In this post, I am trying to provide information like, what is mediation, how mediation works, what is the set up for mediating sessions, who can participate etc.…
Mediation: A setup
Mediation (https://aifs.gov.au/publications/family-matters/issue-28/mediating-divorce-alternative-litigation ) is a facilitative alternative dispute resolution means. The mediator’s job is it facilitates the discussion between the divorcing partners. A mediator is a neutral person, who navigates the discussion towards fruitful results.
The mediator cannot pass judgements or influence the parties’ decisions.
The mediation can take in three formats:
- Mediation is done by a trained family lawyer
- Mediation is done by a Mediation Practitioner
- Mediation is done by a community-based mediation centre
Mediation Done by a Mediation Practitioner
This format is also called as Family Dispute Resolution and is recommended by the family courts of Australia.
A certified mediation practitioner needs to conduct mediation sessions for divorcing couple and provide a written document stating the mediation session has been taken by both the partners. This document has to be submitted to the family court along with divorce filing documents.
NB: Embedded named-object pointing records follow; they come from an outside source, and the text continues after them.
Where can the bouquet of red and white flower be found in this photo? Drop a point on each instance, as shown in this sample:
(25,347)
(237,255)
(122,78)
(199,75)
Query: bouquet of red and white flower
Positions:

Mediation: How it is done?
Mediator shares the information with both the partners in each other’s possession of properties, the disclosure of full financial details, current market valuations or any other vital information that aids in the decision-making process of the couple.
The mediator must ensure that the settlement is done based on fair ground and both the parties must share all the details.
The couple can freely discuss the issues concerning them either one-on-one with the mediator or if they are okay, along with the partner. Whatever issue or facts come up during the mediation sessions are kept confidential. Disclosure of the same attracts serious penalty from the court.
However, if the issues are of serious nature and call for legal intervention, they are permissible to be brought under court’s consideration.
The mediator prepares a Settlement Report at the end of the session, comprising the agreed arrangements between the partners. The report must be signed by both the parties and the mediator. Please note that this report is not legally binding and the couple can still opt to approach the court for settlement orders.
Mediation: How divorcing couple can benefit?
Mediation is the best way to settle your separation or divorce issues out of the court.
How it affects your personal life, financial resources and time? Check out the pros of mediation:
Privacy: The mediation is done one-to-one or with both the partners, depending on the partners’ comfort level. This ensures that the individuals can share their privileged information with the mediator.
Assured Confidentiality: It is mandatory to keep the information shared during mediation sessions confidential unless the information bears highly severe consequences.
Cost: Mediation costs much less than other alternative dispute resolution methods or going to court.
Time: Mediation can help the couple to arrive at the solutions faster than waiting for months for court hearings and orders.
Impact on personal life: Since both, the couple try understanding each other’s point of view while working out the separation arrangements, their relationship is saved of bitterness, anger and guilt towards the other partner. This understanding helps them move ahead in life and provide a better future for their children by co-parenting.
Certain Outcome: As the settlement of finances and childcare or parenting arrangements are done by through discussion, both the partners are aware and in control of the outcome of the mediation process.
If the court is applied to decide the arrangements for the family, the court orders are uncertain and beyond one’s control, causing more stress to the couple.
The Attorney-General’s Department of Australia has permitted 11 organisations, that are mainly marriage counselling organisations, to practice mediation legally.
Mediation services can be considered for all the issues relating the family separation. However, relationships that are plagued by domestic violence are not advised to undergo mediation. Instead, it is recommended to seek immediate legal protection and intervention orders from the court.